Era il giugno 2019, dunque una ferita ancora fresca. Come si fa i conti con un’obiezione grande che, senza alcuna colpa, frantuma le ipotesi di una adolescente entusiasta? Lei ne parla con quest’immagine: ridisegnare gli obiettivi. Il disegno prevede sia una gomma che cancella sia un progetto complessivo di composizione. Anche cancellando non viene meno l’ipotesi che il nostro ritratto non sparisca, ma si arricchisca cambiando.

4 Simone Barlaam

Avere vent’anni e buttarsi in acqua. L’elemento di Simone Barlaam non è la terra, ma la piscina fin da bambino. Arriva a Tokyo, sua prima olimpiade, con un curriculum notevole: sette volte campione del mondo, tre record del mondo.

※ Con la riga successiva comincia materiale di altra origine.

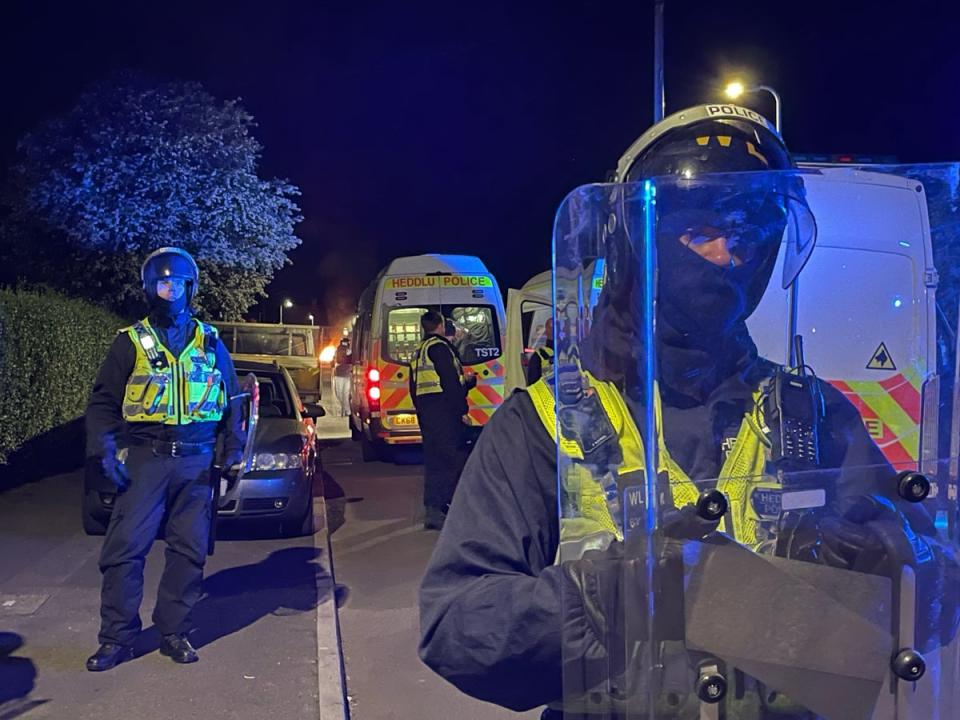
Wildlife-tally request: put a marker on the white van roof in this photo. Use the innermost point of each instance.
(422, 264)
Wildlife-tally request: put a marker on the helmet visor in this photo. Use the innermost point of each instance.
(741, 223)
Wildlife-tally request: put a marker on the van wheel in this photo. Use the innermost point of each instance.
(369, 450)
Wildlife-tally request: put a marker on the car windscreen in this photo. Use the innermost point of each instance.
(473, 331)
(269, 341)
(275, 399)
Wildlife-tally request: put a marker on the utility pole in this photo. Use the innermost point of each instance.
(659, 97)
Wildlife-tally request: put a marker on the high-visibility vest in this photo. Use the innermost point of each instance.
(426, 379)
(174, 390)
(595, 526)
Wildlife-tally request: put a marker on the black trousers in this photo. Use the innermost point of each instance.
(444, 453)
(178, 490)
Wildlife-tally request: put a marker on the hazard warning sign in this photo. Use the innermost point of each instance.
(881, 359)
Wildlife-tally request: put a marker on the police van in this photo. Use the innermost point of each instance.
(387, 332)
(871, 281)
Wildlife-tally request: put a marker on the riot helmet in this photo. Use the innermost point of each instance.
(170, 264)
(689, 155)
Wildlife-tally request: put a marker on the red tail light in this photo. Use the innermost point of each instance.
(373, 389)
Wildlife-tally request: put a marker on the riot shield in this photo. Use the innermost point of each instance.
(744, 538)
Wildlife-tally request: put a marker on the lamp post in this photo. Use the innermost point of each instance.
(287, 303)
(736, 89)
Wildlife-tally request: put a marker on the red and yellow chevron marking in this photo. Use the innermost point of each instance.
(483, 400)
(891, 413)
(395, 387)
(487, 396)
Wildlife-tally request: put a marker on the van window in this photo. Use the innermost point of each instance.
(403, 333)
(474, 327)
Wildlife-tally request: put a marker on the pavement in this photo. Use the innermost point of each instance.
(380, 553)
(266, 624)
(322, 627)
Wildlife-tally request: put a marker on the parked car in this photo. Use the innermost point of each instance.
(278, 487)
(295, 347)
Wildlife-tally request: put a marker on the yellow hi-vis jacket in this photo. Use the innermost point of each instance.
(595, 527)
(742, 472)
(173, 390)
(426, 379)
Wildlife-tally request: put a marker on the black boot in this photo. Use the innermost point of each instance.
(178, 649)
(109, 655)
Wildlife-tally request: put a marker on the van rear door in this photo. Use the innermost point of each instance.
(876, 345)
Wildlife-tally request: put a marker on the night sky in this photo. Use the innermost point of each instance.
(459, 127)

Forse la sua grande tenacia e simpatia nasce per reazione a un destino segnato quando ancora era nella pancia della mamma. Una frattura al femore mentre era nell’utero e una successiva infezione hanno compromesso lo sviluppo dell’arto destro. Lui paragona la sua gambina alla pinna trofica di Nemo, ma ha un cuore da squalo … come quelli che la mamma gli disegnava da piccolo in ospedale.

Vuole sapere cosa dice il mio allenatore? Non è che, se sei disabile, io ti prendo a prescindere. Se sei scarso, sei scarso. Il primo è forte, l’ultimo è comunque l’ultimo. Fine.

5 Matteo Parenzan

Diremo la nostra anche nel ping pong, portando a Tokyo l’atleta più giovane della squadra italiana: Matteo Parenzan, 17enne triestino. Affetto da una miopatia nemalinica dalla nascita che comporta immunodepressione, poteva essere davvero molto penalizzato dalla situazione Covid.

Si è allenato a casa sua, in garage con un robot. E per lui è vero quello che caratterizza tanti atletici paralimpici: una famiglia entusiasta che lo allena alla fiducia e al coraggio. Lo aspettiamo al tavolo da gioco a fare acrobazie con quella pallina che schizza ovunque.